Osmanlı belgelerine bakıldığında bölgedeki bazı aşiretlerin yaşam tarzının; eşkıyalık, haydutluk, gasp, adam öldürme, dessaslık, vergi vermeden ve otoritesiz yaşama isteği olduğu açıkça anlaşılmaktadır. Osmanlı'nın burada bir türlü tam hâkimiyet sağlayamaması ve isyan eden aşiret yöneticilerini tekrar bölgeye yönetici tayin etmesi de en büyük hatası olmuştur. Cumhuriyet dönemiyle birlikte saydığımız sebepler perdelenerek önce İngiliz destekli sözde hayali bir Kürt İslam (!) devletine, daha sonraları da, yine dış çabalarla, PKK ve Marksist, Komünist yapılar arasındaki örgütsel nikâhlarla yine bölücü, fantastik komünizm özyönetim isteklerine dönüştürülmüştür. Gerçekte, Dersim'de değişen bir şey yoktur. Osmanlı dönemindeki adi suçlar, sözde İslami ve özgürlükçü, halkçı kılıfa bürünmüştür. Şeyh Said gibiler bayraklaştırılmış ve hatta amaçlar doğrultusunda her grup tarafından dönüştürülmüştür. Bu yüzden bölge, Cumhuriyet döneminde Türk devletiyle problemi olan ve devleti ele geçirmek isteyen bütün komünistlerin, Marksist yapılanmaların, Aydınlıkçıların, PKK benzeri her türlü etnikçilerin, dış mihrakların, özyönetim meraklılarının ve siyasal İslamcıların üzerinden bölücü ve kirli emellerini gerçekleştirdikleri ve tarihini istedikleri gibi çarpıttıkları bir üsse dönüştürülmüştür.
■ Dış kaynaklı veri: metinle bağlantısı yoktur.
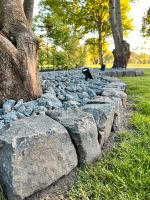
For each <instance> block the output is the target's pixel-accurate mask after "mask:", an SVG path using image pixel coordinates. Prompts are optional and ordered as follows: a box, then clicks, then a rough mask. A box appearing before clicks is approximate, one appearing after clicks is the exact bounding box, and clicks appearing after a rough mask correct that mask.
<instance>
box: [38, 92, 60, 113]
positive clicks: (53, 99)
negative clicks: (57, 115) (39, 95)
mask: <svg viewBox="0 0 150 200" xmlns="http://www.w3.org/2000/svg"><path fill="white" fill-rule="evenodd" d="M37 102H38V105H39V106H44V107H46V108H47V109H57V108H61V107H62V103H61V101H60V100H59V99H58V98H57V97H55V96H53V95H51V94H50V93H45V94H43V95H42V96H41V98H39V99H37Z"/></svg>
Dersim bölgesindeki Türk kültürü ve din anlayışı merkezli Horasan kültürü, Alevi-Bektaşi geleneği dönüştürülmeye çalışılıyor. Bölge, hızlı bir şekilde Kürtçülüğün ve Komünizmin merkezine dönüştürüldü. Bunu çözebilseniz bu kez arkadan yine bölücü ruhta bir siyasal İslamcı Kürtçülük yeşerecek. Osmanlı'nın bölgedeki yüzlerce yıllık ihmalini Cumhuriyetimiz de, maalesef, devam ettirdi. Bölgeden uzun süre vergi ve asker bile alamayan Osmanlı, bölgenin tekdir ve nasihatle adam olmayacağını, şımarık ve eşkıya ruhlu kötü niyetli bazı derebeylerinin ve sözde seyitlerin, sözde şeyhlerin güzel sözden anlamayacağını çok geç de olsa anladı, ama anladığında çok geç kalmıştı. Artık kendi başının çaresine bakmaya başladığı bir döneme girmişti. Türkiye, Osmanlı'nın derebeyleri, sözde seyitler ve sözde şeyhler ile ilgili son dönemdeki bu geç idrakini iyi anlamıştı ama yine de sadece askerî ve güvenlik tedbirleriyle bu iş çözülemezdi. Üstelik genç Türkiye Cumhuriyeti de iç ve dış düşmanlarla, cahil, yobaz, bölücü ve ahmaklarla mücadele etmekten ve başka gailelerden ve yine Osmanlı’da olduğu gibi politikasızlıktan, bölgede gereken şeyleri yapamadı. Bugün artık çok yönlü uygulamalara gidilmelidir. Öncelikli olarak Osmanlı layihalarında da geçen “suçların cezasız kalması” ve suçluların mecliste siyaset yoluyla affedilmesi sorunu hukuki bir şekilde halledilmeli; bölge, çağdaş derebeyliklere, ütopik komünistlerin özyönetim heveslerine ve Sevr'i uygulamak isteyen Kürdistan hayali kuran sözde İslami ve gayr-ı İslami bölücülüğe kurban edilmemelidir. Yoksa ataların dediği gibi, “benim oğlum bina okur, döner döner yine okur”.